Three players from Taiwan on the Arizona roster – sisters Vivian Hou and Yu-Sang Hou, ranked No. 2 and 35, respectively, and No. 134 Ya Chun Chang – are also among the big names missing from the Women’s Am field. Their absence has a lot to do with uncertainty surrounding the fall college season.
“The risk of coming back just to play one tournament for them is just not worth it,” Arizona coach Laura Ianello said of the communication she’s had with those three players. “There’s a bunch of tournaments in Taiwan for them to be competing in. In Taiwan, COVID cases are very minimal so that’s another reason to stay home just to be safe.”
Ianello’s message to her players has been to keep in mind that the situation is fluid. Little is concrete right now, even what the season would look like if it happens. The Pac-12, along with the Big Ten, are two conferences that have already limited fall sports to inner-conference competition. That’s easier said than done in college golf, where fields often include 15 or 16 teams from many different conferences.
“I just told the ladies, we’re playing things as usual,” she said. “In your minds, think that we’re coming back, and it might be a little different.”

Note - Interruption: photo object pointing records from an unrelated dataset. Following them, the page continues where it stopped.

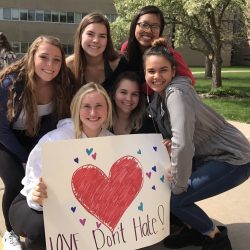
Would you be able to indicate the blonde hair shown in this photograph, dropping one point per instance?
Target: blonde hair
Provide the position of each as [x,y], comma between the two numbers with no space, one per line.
[24,69]
[76,105]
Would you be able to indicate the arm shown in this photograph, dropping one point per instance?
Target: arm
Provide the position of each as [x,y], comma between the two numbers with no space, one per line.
[7,137]
[182,119]
[32,177]
[182,68]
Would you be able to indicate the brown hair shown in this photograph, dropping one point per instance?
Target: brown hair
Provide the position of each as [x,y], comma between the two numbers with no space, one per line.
[138,114]
[160,48]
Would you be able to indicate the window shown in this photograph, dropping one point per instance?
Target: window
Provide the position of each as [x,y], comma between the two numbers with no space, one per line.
[31,15]
[63,17]
[47,16]
[23,14]
[70,17]
[55,16]
[39,15]
[6,14]
[15,14]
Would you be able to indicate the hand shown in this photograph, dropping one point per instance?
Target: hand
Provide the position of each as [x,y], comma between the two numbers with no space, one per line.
[39,192]
[168,144]
[170,176]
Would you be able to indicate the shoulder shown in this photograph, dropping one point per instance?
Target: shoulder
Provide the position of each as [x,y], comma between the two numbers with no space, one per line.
[64,130]
[179,83]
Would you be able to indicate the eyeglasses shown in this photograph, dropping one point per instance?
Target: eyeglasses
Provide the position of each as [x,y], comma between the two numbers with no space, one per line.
[146,26]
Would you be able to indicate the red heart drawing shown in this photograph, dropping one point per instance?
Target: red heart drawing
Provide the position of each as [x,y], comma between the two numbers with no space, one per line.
[107,198]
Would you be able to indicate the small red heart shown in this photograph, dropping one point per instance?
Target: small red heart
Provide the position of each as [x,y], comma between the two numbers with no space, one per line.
[107,198]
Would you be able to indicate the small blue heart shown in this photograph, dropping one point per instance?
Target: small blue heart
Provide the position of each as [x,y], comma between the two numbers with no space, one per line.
[154,168]
[162,178]
[140,207]
[89,151]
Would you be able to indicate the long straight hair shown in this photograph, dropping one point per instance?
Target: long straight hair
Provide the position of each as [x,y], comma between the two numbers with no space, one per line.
[24,69]
[77,62]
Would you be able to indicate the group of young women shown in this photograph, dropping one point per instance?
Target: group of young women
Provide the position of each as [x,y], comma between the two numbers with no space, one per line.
[99,92]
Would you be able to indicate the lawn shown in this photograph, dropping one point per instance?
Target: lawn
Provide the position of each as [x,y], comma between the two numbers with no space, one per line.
[235,107]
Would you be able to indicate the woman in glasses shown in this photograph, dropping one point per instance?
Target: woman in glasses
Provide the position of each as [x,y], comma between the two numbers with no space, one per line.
[145,27]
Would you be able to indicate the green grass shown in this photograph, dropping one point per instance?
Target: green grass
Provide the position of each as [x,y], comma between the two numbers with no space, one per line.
[236,84]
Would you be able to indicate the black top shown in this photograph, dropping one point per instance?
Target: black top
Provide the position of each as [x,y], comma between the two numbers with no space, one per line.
[149,126]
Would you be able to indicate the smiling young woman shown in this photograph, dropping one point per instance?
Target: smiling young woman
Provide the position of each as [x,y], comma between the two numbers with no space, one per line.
[94,58]
[208,155]
[35,92]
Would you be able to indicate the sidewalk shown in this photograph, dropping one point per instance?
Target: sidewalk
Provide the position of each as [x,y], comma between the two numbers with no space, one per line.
[231,209]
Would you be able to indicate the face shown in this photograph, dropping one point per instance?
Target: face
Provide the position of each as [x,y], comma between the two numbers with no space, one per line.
[147,30]
[127,96]
[94,39]
[93,113]
[47,61]
[158,73]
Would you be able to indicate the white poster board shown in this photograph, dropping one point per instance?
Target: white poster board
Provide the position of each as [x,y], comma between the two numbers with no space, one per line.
[106,192]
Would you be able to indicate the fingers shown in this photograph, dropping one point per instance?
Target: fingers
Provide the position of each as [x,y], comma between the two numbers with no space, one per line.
[168,144]
[170,176]
[39,192]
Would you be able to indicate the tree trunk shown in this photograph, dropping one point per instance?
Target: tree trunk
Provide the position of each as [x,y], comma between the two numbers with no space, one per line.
[217,65]
[208,67]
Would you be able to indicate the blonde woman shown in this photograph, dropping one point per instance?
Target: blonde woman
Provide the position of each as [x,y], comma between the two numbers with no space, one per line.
[35,92]
[91,113]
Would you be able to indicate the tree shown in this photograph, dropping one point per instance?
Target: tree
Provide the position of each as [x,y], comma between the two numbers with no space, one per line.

Can’t play if you don’t enter
Under normal circumstances, a Women’s Am field filled predominantly by the WAGR would have given the field an international bias. International players account for more than 70 percent of the top 100 in that ranking. Over the past four years, the championship has averaged two international players among the eight quarterfinalists.
These aren’t normal circumstances, of course, precisely because of the way the fields are being filled – with an emphasis on rankings as opposed to local qualifying.
Siarra Stout, a rising senior at Charlotte, stands as the last player to get in based on her world ranking. The world’s No. 251-ranked female amateur (according to the June 24 WAGR) gets a gold star just for having the good sense to fill out an application to play. That appeared to be an overlooked part of the USGA’s new selection method: If a player didn’t fill out an application by the entry deadline of July 8, she wasn’t eligible to play even if her number was called. Few probably thought the USGA would get as far down the list as it did.
It’s just another surprise in a year full of them.